Coming to stand mixer, yes you will need one. If you do not have one, no fuss use the No Knead Brioche. But do not attempt to make this one without it or by hand. Do not halve the recipe as it won’t work, but you can freeze one half for about a month, just thaw in fridge before moving forward. I have explained it here in-depth because it is one of the basic recipes, which once mastered will have innumerable uses in all sorts and form, from loaf to breakfast rolls and from sweet to savory. As always if you run across any trouble comment below or on my Facebook page and I will help you the best way I can.
Makes: 2 loaves
- 55 grams/ ¼ cup milk, preferably whole at 50°F
- 2 teaspoons active dry yeast
- 60 grams/ ½ cup all-purpose flour
- 36 grams/ 3 tablespoons granulated sugar
- 330 grams/ 2 ¾ cups bread flour
- 4 large eggs
- 1 ¼ teaspoon sea salt
- 1-2 tablespoon milk, as needed
- 30 grams/ ¼ cup all-purpose flour
- 226 grams/ 1 cup/ 2 sticks unsalted butter, ½ inch cubes and room temperature
- Butter to grease pan
- 1 egg, whisked for egg wash
- In a bowl of stand mixer whisk together milk and yeast. Sprinkle flour on top and let it sit without moving for 15 to 20 minutes. You should see cracks developing showing the yeast is activated and it’s time to mix the dough.
- Add sugar, flour, eggs and salt over the poolish. Attach the dough hook and start kneading it on slow for 2 minutes. If you feel that dough is very dry add a tablespoon of milk. Knead for 5 minutes.
- Scrape the bowl with rubber spatula, sprinkle ½ tablespoon of all-purpose flour and continue kneading on medium speed for 5 more minutes. Repeat this 3 more times. The dough should now be smooth and very elastic. Do a windowpane test (see note below), if it tears knead for few more minutes.
- While keeping the mixer running start adding few pieces of butter, wait until it is absorbed completely before adding few more. Once all the butter is absorbed knead for 2 more minutes.
- Scrape the dough into a clean bowl, cover with a plastic wrap and let it rise at room temperature until doubled about 1.5 hours.
- Punch the dough to release the air bubbles, cover again and let it rise in fridge. After 2 hours punch down the dough again, cover and rest overnight. Your dough is now ready. You can use it within 36 hours or freeze the dough up to a month for later use. Thaw overnight in fridge before proceeding.
- Grease a 8.5 by 4.5 inch loaf pan with butter. To make a nanterre/ loaf divide the dough in half, about 440 grams. Keep other half in fridge for later use or other loaf.
- Make two balls of 220 grams each, put in pan side by side. Press a little so it fills the bottom of pan.

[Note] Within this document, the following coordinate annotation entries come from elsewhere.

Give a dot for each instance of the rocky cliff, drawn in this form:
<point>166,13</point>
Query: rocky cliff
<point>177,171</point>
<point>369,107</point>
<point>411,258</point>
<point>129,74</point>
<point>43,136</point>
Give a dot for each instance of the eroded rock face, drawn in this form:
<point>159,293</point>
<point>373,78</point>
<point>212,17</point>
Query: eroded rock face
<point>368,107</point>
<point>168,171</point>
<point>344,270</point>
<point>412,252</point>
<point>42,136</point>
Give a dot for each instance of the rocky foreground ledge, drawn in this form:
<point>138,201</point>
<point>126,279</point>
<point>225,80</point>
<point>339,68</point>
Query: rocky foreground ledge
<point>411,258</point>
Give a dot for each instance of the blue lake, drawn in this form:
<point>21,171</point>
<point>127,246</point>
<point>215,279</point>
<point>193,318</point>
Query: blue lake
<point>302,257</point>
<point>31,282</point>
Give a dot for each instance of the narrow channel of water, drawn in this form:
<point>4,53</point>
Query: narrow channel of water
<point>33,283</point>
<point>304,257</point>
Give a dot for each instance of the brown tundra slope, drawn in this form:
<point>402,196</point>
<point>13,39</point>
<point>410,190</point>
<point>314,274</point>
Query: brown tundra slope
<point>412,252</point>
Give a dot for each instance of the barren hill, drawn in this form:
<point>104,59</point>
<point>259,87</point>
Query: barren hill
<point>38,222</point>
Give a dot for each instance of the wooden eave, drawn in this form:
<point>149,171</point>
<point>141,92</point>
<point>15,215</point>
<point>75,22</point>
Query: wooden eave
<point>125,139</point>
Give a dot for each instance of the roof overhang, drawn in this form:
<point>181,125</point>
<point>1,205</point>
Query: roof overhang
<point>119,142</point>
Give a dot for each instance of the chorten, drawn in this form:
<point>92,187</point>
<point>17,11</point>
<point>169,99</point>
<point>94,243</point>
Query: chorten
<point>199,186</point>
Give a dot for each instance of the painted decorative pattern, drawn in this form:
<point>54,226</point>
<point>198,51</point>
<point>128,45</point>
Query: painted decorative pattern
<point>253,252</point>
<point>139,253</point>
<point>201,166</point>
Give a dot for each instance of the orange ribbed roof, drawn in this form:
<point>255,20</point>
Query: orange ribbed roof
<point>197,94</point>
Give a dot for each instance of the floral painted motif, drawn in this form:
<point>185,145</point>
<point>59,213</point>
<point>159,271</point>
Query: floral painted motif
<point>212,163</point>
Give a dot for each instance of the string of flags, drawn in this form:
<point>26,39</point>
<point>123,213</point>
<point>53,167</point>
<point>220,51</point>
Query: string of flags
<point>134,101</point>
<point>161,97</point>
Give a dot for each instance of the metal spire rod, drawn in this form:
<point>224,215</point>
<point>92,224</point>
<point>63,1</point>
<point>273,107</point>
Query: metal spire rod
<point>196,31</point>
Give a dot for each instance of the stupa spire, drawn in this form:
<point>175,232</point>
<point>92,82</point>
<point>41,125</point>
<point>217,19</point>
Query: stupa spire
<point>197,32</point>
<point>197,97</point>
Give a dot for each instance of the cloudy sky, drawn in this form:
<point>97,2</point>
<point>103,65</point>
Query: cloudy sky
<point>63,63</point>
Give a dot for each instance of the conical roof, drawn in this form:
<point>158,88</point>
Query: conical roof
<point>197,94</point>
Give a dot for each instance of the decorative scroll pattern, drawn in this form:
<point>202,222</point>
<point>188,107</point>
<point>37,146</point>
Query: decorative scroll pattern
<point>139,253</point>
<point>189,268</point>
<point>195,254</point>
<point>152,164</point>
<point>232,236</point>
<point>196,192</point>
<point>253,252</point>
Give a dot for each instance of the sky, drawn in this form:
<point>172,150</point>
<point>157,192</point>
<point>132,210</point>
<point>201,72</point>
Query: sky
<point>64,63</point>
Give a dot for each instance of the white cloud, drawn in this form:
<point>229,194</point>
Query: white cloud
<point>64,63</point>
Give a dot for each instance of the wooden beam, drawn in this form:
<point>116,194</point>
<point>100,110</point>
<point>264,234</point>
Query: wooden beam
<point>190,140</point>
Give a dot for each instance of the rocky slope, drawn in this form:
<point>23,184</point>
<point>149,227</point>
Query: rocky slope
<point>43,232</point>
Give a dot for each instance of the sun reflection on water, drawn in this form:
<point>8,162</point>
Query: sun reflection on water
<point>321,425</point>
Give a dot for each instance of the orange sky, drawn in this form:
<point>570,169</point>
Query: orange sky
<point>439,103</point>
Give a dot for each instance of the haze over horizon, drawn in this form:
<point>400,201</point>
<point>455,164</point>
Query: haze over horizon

- Using a pastry brush, egg wash the surface and let it rise at room temperature. It should be doubled in size. It takes 2 to 2.5 hours to rise.
- Preheat the oven at 350°F. Place the rack in the center of the oven, making sure there is enough room above for bread to rise.
- Before putting bread in oven egg wash again but be careful as bread will be very fragile. Bake for 25 to 30 minutes, until internal temperature is 190°F and the top is nice golden brown. If after 15 minutes of baking you feel the top is getting brown too quickly just put an aluminum foil on top.
- Remove from oven and cool in pan for 10 minutes over a cooling rack. Remove the loaf carefully and cool completely.
Note: For windowpane test, take a small piece of dough and stretch it, it should not tear easily and be like translucent.